Cent-dix mineurs turcs ont été retenus en garde à vue pendant quatorze heures ce mardi à Ankara, alors qu'ils poursuivaient une grève de la faim débutée lundi pour exiger le paiement d'arriérés de salaires, selon des informations fournies par leur syndicat.
Les travailleurs, arrêtés à l'aube alors qu'ils réclamaient une rencontre avec un représentant du ministère de l'Énergie, ont été libérés en début de soirée. Le Syndicat indépendant des mineurs (Bagimsiz Maden-Is) a fait état de cette situation sur X.
"Nous reviendrons demain. Nous n'abandonnerons pas. Peu importe le nombre de personnes que vous arrêterez, tant que nos droits ne sont pas respectés, nous ne partirons pas", a affirmé Gökay Çakir, le leader syndical, dans une vidéo. Cette déclaration souligne la détermination des mineurs à poursuivre leur combat.
Ces mineurs avaient atteint la capitale turque après une marche de près de 200 km, venant de la province d'Eskisehir, où ils avaient décidé de s’installer devant le ministère de l'Énergie pour commencer leur grève de la faim. Leur message était clair : "Nous avons faim", inscripton faite sur leur corps au feutre.
"Dans ce pays, la valeur des travailleurs est négligée, seul l'argent compte (...) Honte à ceux qui dirigent ce pays", a, de son côté, dénoncé Gökay Çakir lors d'un rassemblement, attirant l'attention sur les difficultés rencontrées par les travailleurs.

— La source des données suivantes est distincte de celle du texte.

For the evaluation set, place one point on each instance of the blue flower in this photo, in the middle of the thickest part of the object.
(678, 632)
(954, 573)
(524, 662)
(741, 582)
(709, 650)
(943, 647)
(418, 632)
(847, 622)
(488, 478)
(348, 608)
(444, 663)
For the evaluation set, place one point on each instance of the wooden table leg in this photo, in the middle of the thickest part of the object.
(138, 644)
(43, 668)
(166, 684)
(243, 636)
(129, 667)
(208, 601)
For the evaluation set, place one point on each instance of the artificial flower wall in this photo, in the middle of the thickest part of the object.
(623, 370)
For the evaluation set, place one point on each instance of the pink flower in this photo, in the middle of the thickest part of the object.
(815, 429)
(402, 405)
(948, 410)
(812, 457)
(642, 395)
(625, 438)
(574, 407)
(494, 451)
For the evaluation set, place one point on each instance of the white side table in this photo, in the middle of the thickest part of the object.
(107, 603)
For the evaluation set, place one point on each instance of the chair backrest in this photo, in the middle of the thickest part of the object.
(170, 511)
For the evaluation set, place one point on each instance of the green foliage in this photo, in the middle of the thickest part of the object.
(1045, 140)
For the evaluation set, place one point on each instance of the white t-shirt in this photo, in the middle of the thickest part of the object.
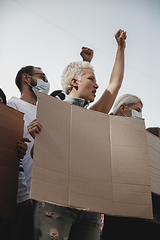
(24, 179)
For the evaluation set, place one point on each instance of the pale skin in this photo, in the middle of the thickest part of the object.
(124, 111)
(87, 87)
(84, 89)
(35, 126)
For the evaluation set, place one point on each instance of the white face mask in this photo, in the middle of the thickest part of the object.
(135, 114)
(40, 87)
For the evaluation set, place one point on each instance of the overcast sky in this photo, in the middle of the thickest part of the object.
(51, 33)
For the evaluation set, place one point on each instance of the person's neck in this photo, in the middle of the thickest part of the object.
(74, 95)
(29, 97)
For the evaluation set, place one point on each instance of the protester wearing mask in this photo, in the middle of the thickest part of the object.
(5, 223)
(127, 105)
(29, 80)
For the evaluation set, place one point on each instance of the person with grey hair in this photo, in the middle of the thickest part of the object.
(128, 105)
(80, 85)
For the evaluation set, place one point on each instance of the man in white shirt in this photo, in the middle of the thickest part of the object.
(29, 80)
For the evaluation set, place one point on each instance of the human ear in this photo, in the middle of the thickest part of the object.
(25, 78)
(74, 82)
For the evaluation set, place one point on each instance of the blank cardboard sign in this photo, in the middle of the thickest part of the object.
(89, 160)
(154, 161)
(11, 131)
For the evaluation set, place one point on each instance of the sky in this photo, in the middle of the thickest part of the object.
(51, 33)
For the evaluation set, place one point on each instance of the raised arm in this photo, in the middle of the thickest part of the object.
(86, 54)
(107, 99)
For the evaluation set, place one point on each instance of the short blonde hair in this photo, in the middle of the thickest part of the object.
(73, 70)
(128, 100)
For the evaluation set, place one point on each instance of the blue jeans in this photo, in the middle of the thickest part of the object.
(63, 223)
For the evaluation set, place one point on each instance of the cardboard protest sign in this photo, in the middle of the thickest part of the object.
(11, 131)
(154, 161)
(90, 160)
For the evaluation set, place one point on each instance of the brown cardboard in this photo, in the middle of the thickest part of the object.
(154, 161)
(11, 131)
(89, 160)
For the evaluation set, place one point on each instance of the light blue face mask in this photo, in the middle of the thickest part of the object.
(40, 87)
(135, 114)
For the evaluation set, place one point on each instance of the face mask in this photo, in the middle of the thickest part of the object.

Ce mouvement de protestation a reçu un soutien massif, y compris celui d'Özgür Özel, chef du principal parti d'opposition, le CHP. Ce dernier a été vu brandissant un casque de mineur lors d'une session parlementaire, marquant ainsi sa solidarité avec les grévistes.
Les manifestants, entourés par les forces de l'ordre, exigent le versement des salaires dus et des indemnités de licenciement de la part de leur employeur, Doruk Mining. Le ministère de l'Énergie, contacté par l'AFP, n'a pas souhaité faire de commentaires sur cette situation.